Fraudster still racking up a princely bill
FAKE Tahitian prince Joel Morehu-Barlow has been locked away for almost two years past his parole eligibility date, with his jail costs adding to the millions of dollars he still owes the State Government.
It has already cost taxpayers about $130,000 to keep him housed, fed and jailed since he became eligible for parole.
The fake prince, who defrauded taxpayers of nearly $17 million by stealing from his employer Queensland Health, was arrested in December 2011.
Pretending to be of Tahitian royalty, Barlow lived a lavish lifestyle and splurged on Louis Vuitton items, gifts for friends and a multimillion-dollar luxury New Farm unit.
In 2013 he received a 14-year jail term and was eligible for parole in December 2016.
But the parole board refused his first request in February 2017 and then met in November again last year, deferring its decision.
It is unclear if an outcome was reached.
It is understood the board previously found he would be an "unacceptable risk to the New Zealand community" if released.
Locked away in Wolston jail, near Brisbane, it would cost a minimum of $65,000 a year to house and feed Barlow, according to official Queensland Corrective Services prisoner costs.
Authorities said they recovered about $11.88 million from Barlow's splurge.
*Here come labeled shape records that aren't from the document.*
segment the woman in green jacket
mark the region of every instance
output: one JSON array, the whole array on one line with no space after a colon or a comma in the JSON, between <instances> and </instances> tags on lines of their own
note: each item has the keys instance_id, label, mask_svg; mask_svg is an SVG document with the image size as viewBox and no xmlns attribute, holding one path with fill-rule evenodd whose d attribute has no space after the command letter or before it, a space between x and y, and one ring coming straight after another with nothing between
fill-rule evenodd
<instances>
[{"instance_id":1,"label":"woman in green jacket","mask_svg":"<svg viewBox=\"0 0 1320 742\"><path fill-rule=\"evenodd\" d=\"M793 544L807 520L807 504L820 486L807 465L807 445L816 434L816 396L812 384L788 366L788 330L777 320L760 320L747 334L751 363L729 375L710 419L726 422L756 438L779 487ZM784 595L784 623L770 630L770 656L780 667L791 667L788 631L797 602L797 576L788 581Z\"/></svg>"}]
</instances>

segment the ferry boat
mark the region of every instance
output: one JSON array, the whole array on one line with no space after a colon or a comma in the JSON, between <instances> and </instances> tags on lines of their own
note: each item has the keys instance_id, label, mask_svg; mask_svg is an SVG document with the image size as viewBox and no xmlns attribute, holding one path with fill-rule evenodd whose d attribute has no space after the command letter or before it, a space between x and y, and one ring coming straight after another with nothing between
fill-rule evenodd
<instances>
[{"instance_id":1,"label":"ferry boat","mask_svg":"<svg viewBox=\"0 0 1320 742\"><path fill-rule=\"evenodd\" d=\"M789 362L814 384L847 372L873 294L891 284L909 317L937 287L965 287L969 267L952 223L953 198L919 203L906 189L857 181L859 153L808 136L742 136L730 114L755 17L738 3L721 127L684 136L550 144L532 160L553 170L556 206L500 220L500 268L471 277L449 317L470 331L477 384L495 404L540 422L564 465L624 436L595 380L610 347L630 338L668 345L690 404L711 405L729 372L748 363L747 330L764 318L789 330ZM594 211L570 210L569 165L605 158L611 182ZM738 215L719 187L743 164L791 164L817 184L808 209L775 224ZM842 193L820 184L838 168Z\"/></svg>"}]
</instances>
But the amount he owes the state has increased to $11.6 million, which has interest accumulating every month of more than $50,000. After he is released Barlow will be kicked out of the country and deported to his New Zealand homeland.
His visa was automatically cancelled under the Migration Act, which was updated in 2014 to targets foreign nationals who are convicted of crimes with a sentence of 12 months prison or more.
The changes to the Migration Act has caused some tension between Australia and New Zealand, as 1400 Kiwis have been deported from the country since 2014.
Barlow will be subject to "parole-like" conditions when he is eventually released to NZ and the State Government can apply to have his debt registered there so they can continue to pursue him for money owed.